When faced with the task of involving patients in treatment, the therapists will often take a page from Tom Sawyer’s playbook and try to make the task fun for the child. For example, during treatment that involves an aerosol mask, the RT will play up the similarity between the appearance of the mask and the face of a dragon before asking the child to put on the device. This makes wearing the slightly scary headgear more appealing and provides a transition to the next step: asking the patient to exhale deeply, which they call “making the dragon blow smoke.”

The second biggest challenge the RT department faces is staffing. As of January 2006, there were 65 staff members in the department; 80% of them were full-time employees. Ideally, Villareal says, they would have eight more full-timers.

The department has been understaffed for more than a year. Villareal says that this puts a lot of stress on staff because they have to work a lot harder and take on additional services.

To recruit and retain RCPs, the hospital started a 5-month pediatric residency program as well as a precept mentorship program. The response has been positive, and the program has provided the majority of CHOC’s recruits. The programs give potential staffers the opportunity to get a look at life inside the hospital and the chance to see CHOC’s mission in action.

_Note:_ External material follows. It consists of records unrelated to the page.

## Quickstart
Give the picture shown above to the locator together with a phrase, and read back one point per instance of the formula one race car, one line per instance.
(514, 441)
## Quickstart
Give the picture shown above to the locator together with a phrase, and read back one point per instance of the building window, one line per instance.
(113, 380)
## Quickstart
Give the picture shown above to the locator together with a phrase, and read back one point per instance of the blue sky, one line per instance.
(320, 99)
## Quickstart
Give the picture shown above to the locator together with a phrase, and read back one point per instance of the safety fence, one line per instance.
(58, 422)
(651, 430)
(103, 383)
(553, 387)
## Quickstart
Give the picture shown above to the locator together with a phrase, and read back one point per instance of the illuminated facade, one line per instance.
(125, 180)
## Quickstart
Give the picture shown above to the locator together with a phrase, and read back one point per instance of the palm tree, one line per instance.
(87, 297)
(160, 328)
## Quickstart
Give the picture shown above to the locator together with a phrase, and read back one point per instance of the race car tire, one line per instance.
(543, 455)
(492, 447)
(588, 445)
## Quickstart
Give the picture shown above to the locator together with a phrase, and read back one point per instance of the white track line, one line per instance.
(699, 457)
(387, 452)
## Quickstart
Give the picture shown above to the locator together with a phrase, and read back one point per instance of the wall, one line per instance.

To further boost recruitment, for 1 month from November to December 2005, the hospital offered a $10,000 bonus for any CHOC associate who referred an RCP. “Trying to find a pediatric therapist is so hard,” Villareal says. “I don’t think we had a person who utilized the referral bonus: that’s how hard it is [to find qualified people.]”

Villareal had always wanted to work in pediatrics. Originally, he had planned on attending medical school. Then a friend of his father spoke to him about CHOC and its innovative background. That piqued his interest.

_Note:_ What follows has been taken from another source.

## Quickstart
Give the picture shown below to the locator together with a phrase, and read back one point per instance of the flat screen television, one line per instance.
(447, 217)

He then did some clinical work at CHOC and was impressed with how much the staff cared for the kids and their families. The supportive environment that encouraged RTs to get involved in the care of the patients was also attractive to him. This inspired him to want to work there, and he now has a 20-year history with the hospital.

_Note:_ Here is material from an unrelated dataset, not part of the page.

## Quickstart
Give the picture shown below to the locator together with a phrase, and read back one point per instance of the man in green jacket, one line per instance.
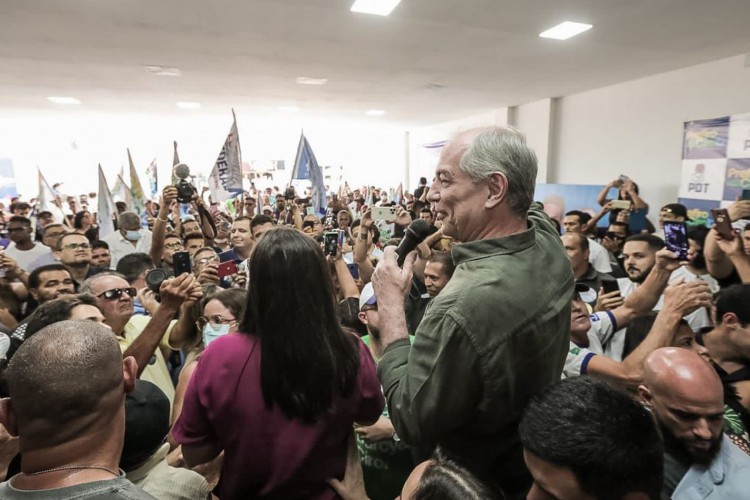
(498, 332)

Currently, the hospital has 192 beds and 500 physicians on staff and an average of 150 pediatric patients at any one time. Patient stays average about 3 days, and services range from the pediatric, neonatal, and cardiovascular intensive care units to the neuroscience unit, oncology, and the oncology intensive care unit.

“The most exciting thing right now is the growth of our hospital,” says Villareal. “We’re building out the sixth floor.”

The new floor will add 35 beds to the CVICU and PICU. CHOC is also planning on building another tower that will be finished in 2012.

CHOC comprises two state-of-the-art hospitals in Orange and Mission Viejo as well as several community clinics. In 2003, CHOC was recognized by CHILD magazine as one of America’s best children’s hospitals and was the only hospital in California to make the list.

The hospital also has an extracorporeal membrane oxygenation (ECMO) program with a history that dates back more than a quarter of a century. Not only are there ECMO units in the hospital, but also in the transportation vehicles. Since CHOC is not a transplant center, the staff often has to transport patients to different institutions.